DCSIMG
April 2011 - Posts - All Your Base Are Belong To Us

All Your Base Are Belong To Us

Mostly .NET internals and other kinds of gory details

April 2011 - Posts

DBX vs. Visual Studio and WinDbg: Part 2C, Memory Access Breakpoints, Revisited

This is where we are through the series:


Today’s post revisits the concept of memory access breakpoints. Before I started this series, I wrote a post showing a proof of concept technique for setting a memory breakpoint on a wide range of memory using SDbgExt’s !vprotect command, PAGE_GUARD pages, and WinDbg.
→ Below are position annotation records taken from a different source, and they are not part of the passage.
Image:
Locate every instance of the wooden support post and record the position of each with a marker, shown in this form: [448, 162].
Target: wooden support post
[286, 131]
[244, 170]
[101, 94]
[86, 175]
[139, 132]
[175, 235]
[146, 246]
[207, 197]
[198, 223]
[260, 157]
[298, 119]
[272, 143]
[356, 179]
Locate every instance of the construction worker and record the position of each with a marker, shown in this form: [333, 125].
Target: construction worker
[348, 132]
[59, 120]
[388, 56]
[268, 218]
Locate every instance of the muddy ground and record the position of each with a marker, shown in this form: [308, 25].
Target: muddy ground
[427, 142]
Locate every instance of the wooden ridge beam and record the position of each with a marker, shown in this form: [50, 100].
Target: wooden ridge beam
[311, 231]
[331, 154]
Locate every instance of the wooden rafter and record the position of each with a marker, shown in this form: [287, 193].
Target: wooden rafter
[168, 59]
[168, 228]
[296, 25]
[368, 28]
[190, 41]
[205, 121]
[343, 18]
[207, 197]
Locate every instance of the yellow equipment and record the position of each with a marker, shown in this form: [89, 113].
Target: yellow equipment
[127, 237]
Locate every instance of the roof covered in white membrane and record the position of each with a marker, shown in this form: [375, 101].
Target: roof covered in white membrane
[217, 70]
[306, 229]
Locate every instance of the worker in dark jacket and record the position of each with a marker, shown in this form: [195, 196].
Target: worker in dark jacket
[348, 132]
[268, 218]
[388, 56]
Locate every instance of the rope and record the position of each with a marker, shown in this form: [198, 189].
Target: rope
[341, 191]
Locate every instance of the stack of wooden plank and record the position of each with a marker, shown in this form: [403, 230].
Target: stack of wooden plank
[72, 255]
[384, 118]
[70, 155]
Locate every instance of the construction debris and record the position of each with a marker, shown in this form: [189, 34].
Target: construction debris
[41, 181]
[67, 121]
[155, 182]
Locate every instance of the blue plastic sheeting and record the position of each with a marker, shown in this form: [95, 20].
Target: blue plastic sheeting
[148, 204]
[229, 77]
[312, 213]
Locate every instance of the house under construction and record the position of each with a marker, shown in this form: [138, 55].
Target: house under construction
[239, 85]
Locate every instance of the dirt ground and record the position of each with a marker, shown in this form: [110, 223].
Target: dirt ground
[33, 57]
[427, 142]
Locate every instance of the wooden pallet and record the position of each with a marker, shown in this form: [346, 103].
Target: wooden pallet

However, there’s more to be said about memory access breakpoints than meets the eye.

As I have mentioned in the previous post, hardware breakpoints on Intel x86/x64 CPUs can be configured to fire on reads or writes to a specific memory location, whose size cannot exceed the size of the system word*. DBX, on the other hand, allows access breakpoints on memory ranges of arbitrary size. Furthermore, DBX allows you to configure the breakpoint to fire before or after the memory access has taken place, as opposed to hardware breakpoints that are always fired after the event has occurred.

Below is an example of using DBX’s memory access breakpoints:

(dbx) list
   28     getchar();
   29     ms2.next = &ms2;
   30     getchar();
   31     ms.y = 14;
   32     ms1.y = 13;
   33     getchar();
(dbx) stop access wb &ms
(3) stop access wb &ms, 12
(dbx) cont
watchpoint wb &ms (0x8068f04[12]) at line 31 in file "stl.cc"
   31     ms.y = 14;
(dbx) print ms.y
ms.y = 0

...

(dbx) list
   26     getchar();
   27     a.arr[678] = 'a';
   28     getchar();
(dbx) stop access w &a
(3) stop access wa &a, 1000
(dbx) cont
watchpoint wa &a (0x8047846[1000]) at line 27 in file "stl.cc"
   27     a.arr[678] = 'a';
(dbx) print a.arr[678]
a.arr[678] = 'a'

There are two things worth noting here: first, there is no need to specify the size of anything—DBX deduces size information from the variable itself; second, the memory breakpoint indeed works for a range that is larger than what hardware breakpoints allow.

There’s yet another feature of DBX that has to do with watching memory locations. You can use the stop change myVar command to watch for any change in the value of a particular variable. Unlike memory breakpoints, this feature relies on automatically single-stepping through your entire program, checking the variable’s value after each step, and therefore considered expensive.

Memory Breakpoints in the Managed World
Both DBX and Visual Studio have support for debugging managed languages—in DBX it’s Java, in Visual Studio it’s any .NET language such as C#. The problem with these languages is that support garbage collection, so that objects keep moving around in memory, making it difficult to track them using memory breakpoints.

Indeed, the only memory-breakpoint-related feature that DBX supports for Java debugging is setting a breakpoint on modification of class fields:

(dbx) list
>    9       System.in.read();
    10       x = 43;
    11       e.field = x;
    12       }
(dbx) stop access wb Example.field
(3) java stop access wb Example.field
(dbx) cont
stopped in Example.main at line 11 in file "Example.java"
   11       e.field = x;
(dbx) status
(2) java stop inmethod main
*(3) java stop access wb Example.field

However, there is no support for watching a local variable, or watching modifications to the fields of a particular instance.

Visual Studio, on the other hand, has no support at all for setting memory breakpoints on managed objects. And while WinDbg can be tricked into setting such breakpoints using the ba command, they will not follow the object around when the garbage collector decides to move it.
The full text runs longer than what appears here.